Com muito dinheiro na conta, agora restava esperar o resultado da proposta feita à família tradicional da capital baiana. Infelizmente, para sua momentânea tristeza, a matriarca chegou a fechar o negócio, mas desistiu.

Passado um ano, ele me ligou e disse:

— O pessoal esnobe da capital me procurou novamente. Agora irei sem expectativa. Só com o dinheiro.

Quando chegou lá, a velha e os filhos herdeiros estavam esperando por ele.

Como havia passado um ano, sua nova proposta era 30% menor e incluía a propriedade de porteira fechada. A casa-sede tinha obras de arte, móveis antigos e muita história.

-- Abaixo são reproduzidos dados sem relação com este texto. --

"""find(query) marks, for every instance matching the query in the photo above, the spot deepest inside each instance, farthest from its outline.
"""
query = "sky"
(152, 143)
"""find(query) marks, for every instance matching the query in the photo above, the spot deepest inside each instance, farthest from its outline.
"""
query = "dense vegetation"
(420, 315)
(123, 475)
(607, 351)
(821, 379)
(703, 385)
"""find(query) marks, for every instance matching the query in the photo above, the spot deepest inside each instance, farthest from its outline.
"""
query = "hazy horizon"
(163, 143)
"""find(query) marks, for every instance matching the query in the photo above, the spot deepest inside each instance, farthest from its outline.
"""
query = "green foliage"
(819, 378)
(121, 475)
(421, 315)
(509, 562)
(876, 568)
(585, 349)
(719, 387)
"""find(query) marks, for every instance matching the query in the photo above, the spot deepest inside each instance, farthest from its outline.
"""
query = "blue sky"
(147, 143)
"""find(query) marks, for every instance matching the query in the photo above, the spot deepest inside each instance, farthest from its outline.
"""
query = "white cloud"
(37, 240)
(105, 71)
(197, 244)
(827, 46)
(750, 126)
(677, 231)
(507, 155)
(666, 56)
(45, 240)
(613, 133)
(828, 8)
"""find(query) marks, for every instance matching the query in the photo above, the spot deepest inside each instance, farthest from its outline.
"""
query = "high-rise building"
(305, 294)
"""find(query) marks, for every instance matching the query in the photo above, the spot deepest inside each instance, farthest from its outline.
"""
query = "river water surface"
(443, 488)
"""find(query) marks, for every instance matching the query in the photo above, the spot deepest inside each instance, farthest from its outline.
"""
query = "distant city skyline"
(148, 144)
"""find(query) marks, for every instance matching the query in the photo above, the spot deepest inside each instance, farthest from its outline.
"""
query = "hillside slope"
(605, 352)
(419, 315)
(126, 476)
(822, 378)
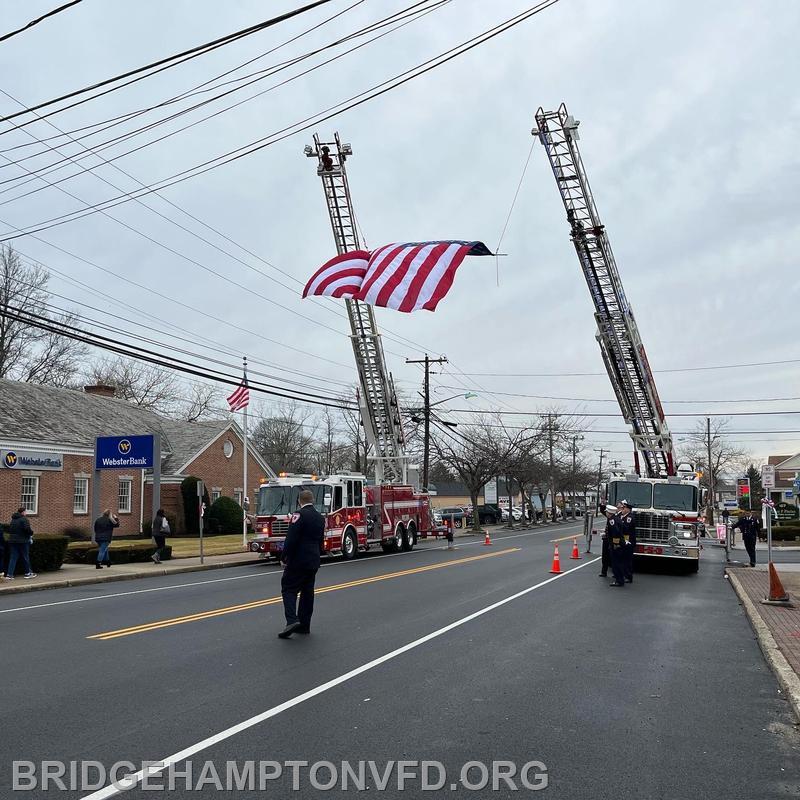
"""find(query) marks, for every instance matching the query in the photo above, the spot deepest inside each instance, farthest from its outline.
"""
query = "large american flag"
(240, 398)
(403, 276)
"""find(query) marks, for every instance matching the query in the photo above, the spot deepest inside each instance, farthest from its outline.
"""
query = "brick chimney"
(101, 390)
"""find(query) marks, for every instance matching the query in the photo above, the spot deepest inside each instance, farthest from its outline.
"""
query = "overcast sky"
(689, 123)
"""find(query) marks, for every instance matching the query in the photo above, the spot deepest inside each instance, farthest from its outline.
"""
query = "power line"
(162, 64)
(152, 357)
(42, 18)
(612, 400)
(277, 136)
(605, 374)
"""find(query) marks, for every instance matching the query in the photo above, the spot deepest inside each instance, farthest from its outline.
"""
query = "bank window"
(124, 500)
(80, 496)
(30, 494)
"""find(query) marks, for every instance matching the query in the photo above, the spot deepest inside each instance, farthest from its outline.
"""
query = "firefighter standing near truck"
(621, 538)
(301, 558)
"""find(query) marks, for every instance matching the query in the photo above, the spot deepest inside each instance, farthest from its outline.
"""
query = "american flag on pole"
(406, 277)
(340, 277)
(240, 398)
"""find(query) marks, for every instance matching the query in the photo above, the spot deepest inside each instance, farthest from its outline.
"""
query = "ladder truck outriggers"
(666, 500)
(390, 513)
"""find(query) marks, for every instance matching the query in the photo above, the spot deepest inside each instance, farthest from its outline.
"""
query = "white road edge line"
(235, 577)
(130, 781)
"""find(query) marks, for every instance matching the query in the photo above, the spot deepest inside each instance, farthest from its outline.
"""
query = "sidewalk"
(777, 628)
(84, 574)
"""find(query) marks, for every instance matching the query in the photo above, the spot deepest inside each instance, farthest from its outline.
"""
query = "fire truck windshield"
(675, 497)
(638, 493)
(276, 501)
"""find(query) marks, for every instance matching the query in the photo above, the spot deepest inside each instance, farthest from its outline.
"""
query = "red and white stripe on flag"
(240, 398)
(413, 276)
(340, 277)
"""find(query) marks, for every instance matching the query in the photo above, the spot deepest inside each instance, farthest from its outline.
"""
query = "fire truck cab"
(666, 512)
(352, 511)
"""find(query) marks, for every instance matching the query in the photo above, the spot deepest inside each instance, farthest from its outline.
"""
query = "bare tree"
(28, 353)
(285, 437)
(200, 403)
(482, 453)
(139, 383)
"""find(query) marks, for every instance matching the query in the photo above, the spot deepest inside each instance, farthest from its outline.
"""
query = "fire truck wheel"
(349, 545)
(410, 539)
(399, 539)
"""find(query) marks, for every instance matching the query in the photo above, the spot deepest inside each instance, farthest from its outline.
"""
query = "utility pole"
(575, 440)
(602, 452)
(426, 394)
(550, 447)
(712, 487)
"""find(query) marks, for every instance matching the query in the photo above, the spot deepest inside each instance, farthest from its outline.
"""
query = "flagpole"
(244, 487)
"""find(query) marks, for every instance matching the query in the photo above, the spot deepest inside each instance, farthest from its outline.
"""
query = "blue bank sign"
(124, 452)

Fechou a compra dos 140 alqueires por um preço melhor do que o anterior.

Essa é apenas uma das histórias daquele irmão mais novo que Alvinho chamava de Menino.

Na verdade, seu nome significa “próspero”, “aquele que floresce”, “florido”.

O garoto que aprendeu e aperfeiçoou tantas coisas com o irmão também deixou seus próprios ensinamentos:

— O acertado não é caro. Quem deve tem que pagar. E ser correto é um dever.

Acreditava que, agindo assim, o fluxo do universo devolveria tudo o que lhe haviam tirado.

Alvinho não viveu o bastante para acompanhar toda a trajetória do irmão caçula. Mas seu vaticínio se cumpriu:

— Menino tem estrela.

Aquele garoto de olhos cinzentos, que observava o caixa da loja, negociava caixas de querosene e sonhava ser mais próspero do que o irmão, floresceu.

E, mesmo seguindo caminhos diferentes, o irmão mais velho esteve sempre presente em cada conquista, em cada princípio e em cada decisão do caçula.

Porque há irmãos que se afastam na vida, mas nunca deixam de caminhar juntos dentro do coração.